We all know how the story ends, and given that, I should have been more prepared for how fucking gloomy this shit is.
Of course it’s gloomy. If you can recall the lyrics of any one of Nirvana’s songs, literally pick any one at random, and I guarantee you, it ain’t happy. The inside of Kurt Cobain’s head was not all picnics and pantaloons. He was raw pain at times, and the brilliance of this documentary is sheer access to pretty rare footage – home videos, private diaries and notebooks, childhood photos. It doesn’t have the guts to stab at answers but it does ask a lot of questions and highlight a lot of recurrent themes – the search for meaning, wanting to belong, extreme sensitivity to rejection and humiliation. Not great character traits for someone who would achieve absurd stardom.
But there’s also the ease he seems to feel with is daughter, and even Courtney, and his transcendent love of playing music live. This last seems to have come at a great cost to him personally, and his suicide begins to feel inevitable.
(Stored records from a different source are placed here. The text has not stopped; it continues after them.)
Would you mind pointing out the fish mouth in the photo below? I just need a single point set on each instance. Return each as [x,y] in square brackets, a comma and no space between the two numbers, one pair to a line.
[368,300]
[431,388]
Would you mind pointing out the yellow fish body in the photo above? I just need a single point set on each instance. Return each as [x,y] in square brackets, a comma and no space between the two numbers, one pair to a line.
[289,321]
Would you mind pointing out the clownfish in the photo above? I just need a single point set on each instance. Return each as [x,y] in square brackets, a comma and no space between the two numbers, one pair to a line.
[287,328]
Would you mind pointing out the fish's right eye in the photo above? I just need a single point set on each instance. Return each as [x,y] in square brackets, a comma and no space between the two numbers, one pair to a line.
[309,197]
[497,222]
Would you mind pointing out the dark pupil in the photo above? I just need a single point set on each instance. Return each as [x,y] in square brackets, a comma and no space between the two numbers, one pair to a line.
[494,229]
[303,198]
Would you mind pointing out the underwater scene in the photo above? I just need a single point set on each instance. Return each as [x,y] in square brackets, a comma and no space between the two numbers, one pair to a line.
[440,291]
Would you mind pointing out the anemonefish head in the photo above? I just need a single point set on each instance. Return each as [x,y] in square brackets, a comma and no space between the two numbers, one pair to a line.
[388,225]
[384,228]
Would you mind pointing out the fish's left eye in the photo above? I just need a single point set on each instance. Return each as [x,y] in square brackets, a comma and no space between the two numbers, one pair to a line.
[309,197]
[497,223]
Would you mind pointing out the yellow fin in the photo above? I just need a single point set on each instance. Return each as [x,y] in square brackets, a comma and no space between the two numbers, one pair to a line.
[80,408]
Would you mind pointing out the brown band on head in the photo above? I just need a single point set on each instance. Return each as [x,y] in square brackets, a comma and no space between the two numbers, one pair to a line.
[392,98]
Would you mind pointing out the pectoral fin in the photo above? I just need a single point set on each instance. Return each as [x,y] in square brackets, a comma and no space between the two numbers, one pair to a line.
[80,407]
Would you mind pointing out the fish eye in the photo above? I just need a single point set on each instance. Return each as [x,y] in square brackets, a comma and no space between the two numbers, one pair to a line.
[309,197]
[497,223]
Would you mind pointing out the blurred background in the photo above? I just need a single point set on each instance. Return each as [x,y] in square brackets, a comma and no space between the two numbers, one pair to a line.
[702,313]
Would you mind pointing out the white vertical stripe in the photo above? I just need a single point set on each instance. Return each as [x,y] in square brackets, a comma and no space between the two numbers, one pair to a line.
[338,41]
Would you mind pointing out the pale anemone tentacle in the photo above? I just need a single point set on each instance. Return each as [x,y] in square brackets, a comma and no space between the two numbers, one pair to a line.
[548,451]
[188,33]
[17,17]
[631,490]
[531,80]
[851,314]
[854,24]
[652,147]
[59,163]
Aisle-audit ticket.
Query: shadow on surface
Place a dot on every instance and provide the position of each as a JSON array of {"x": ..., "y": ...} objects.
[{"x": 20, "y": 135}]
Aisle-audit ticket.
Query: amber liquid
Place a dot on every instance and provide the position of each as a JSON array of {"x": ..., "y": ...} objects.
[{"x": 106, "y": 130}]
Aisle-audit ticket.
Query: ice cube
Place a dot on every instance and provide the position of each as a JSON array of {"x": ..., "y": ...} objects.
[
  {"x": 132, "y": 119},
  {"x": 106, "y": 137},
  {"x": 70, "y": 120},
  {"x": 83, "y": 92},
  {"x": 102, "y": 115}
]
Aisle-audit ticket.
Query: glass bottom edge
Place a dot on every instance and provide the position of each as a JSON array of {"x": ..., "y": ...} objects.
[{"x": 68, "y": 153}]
Interviews with his family members, former band mate, and even Courtney, help to flesh out the story. Kurt himself addresses us through notebooks and old videos. Notably absent: Frances Bean, and Dave Grohl.
The documentary sort of blurs between his creative genius and his personal pain, which I suppose is a pretty accurate representation of what Nirvana was at the time. Director Brett Morgen uses some interesting techniques to bring Cobain back to life for a couple of hours. It made me think of who Kurt would be today if he was still here. Oh the melancholy.